In the context of security, everything is a trade off. More on that in a second....
What are the attack options for breaking into your encrypted volume? They are, basically:
Brute force search of the keyspace for the key utilized by the symmetric encryption primitive.
Brute force the passphrase by trying every possible password utilizing your volume's specific salt and key derivation parameters.
Evil maid, rubber hose, key logger, or other "non crypto" means of securing your keymat.
You should worry about number 3. Because its the obvious attack vector.
No one is going to succeed in brute forcing the key used for the block encryption primitive.
From a basic security perspective, I remain convinced that even 128 bit keys are fully secure if the implementation is not broken. A brute force search in that case has to exhaust on average half of a key space that has 340,282,366,920,938,463,463,374,607,431,768,211,456 possibilities.
For a 256 bit keyed primitive, you're talking about 115,792,089,237,316,195,423,570,985,008,687,907,853,269,984,665,640,564,039,457,584,007,913,129,639,936 possibilities.
So even with 256 bits of key security you're already reaching numbers that approach the number of atoms in the known universe.
So that's out.
What you're worried about is someone trying every possible pass phrase.
Now, remember that LUKS uses some salt + PBKDF2 to stretch your pass phrase to the size of the key space. What this means is that even a password of "a" can map to any possible spot in the entire key space. So attackers aren't going to have a rainbow table that will help here.
If they're going to brute force the pass phrase, they will have try all the possible inputs, running each through the key derivation function with the parameters used on your volume (salt & iterations). That takes time. And, if memory serves, LUKS actually sets the iterations to take a specific amount of time per "try."
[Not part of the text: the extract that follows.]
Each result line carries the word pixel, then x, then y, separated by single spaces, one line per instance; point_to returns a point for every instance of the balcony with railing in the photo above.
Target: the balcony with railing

What this means is that you simply need a pass phrase length that has enough entropy to make it unfeasible for an attacker to try a sufficient number of possible phrases to locate your phrase. The attacker can of course use GPUs or specialized ASIC hardware to speed this process up (its why folks are experimenting with things like Scrypt to make that harder), but you will be more than protected with 20 to 30 characters containing lowercase, uppercase, numbers and keyboard symbols (including symbols from shifted numbers and other symbols on the keyboard).
This brings me back to my initial comment. Its important to keep in mind the trade offs. You can try to come up with a pass phrase that is equivalent to the difficulty of your 512 bit key space, but it will IMPACT your behavior. You might find yourself not dismounting / logging off when you get up to get a cup of coffee because its such a pain to get that pass phrase right when its time to log back in. You might store the long pass phrase on a phone or piece of paper. If you store it in a password manager, you will be limited by the security of the password manager and not the security of the length of your pass phrase.
Meanwhile, once an attacker has to try 20 to 30 characters of pass phrase utilizing 93 possible characters, the attacker is facing (effectively) 95 to 150 bits of entropy which puts it outside of the reasonable range of brute force.
And, all of which leads back to that third possibility of getting into your volume. Compared to brute forcing the key to the encryption primitive or trying all the possible pass phrases, the third scenario "COMPROMISE" is really what you should be worrying about. An attacker that gets you to point a compromised web browser at an exploit that gives escalated privileges on your running system can scan the memory for your password. An attacker that gets a rootkit on your system can do the same. If you plug in a compromised USB or firewire device, you're potentially compromising security. And these are all much easier for the attacker than brute forcing the keyspace or pass phrase space.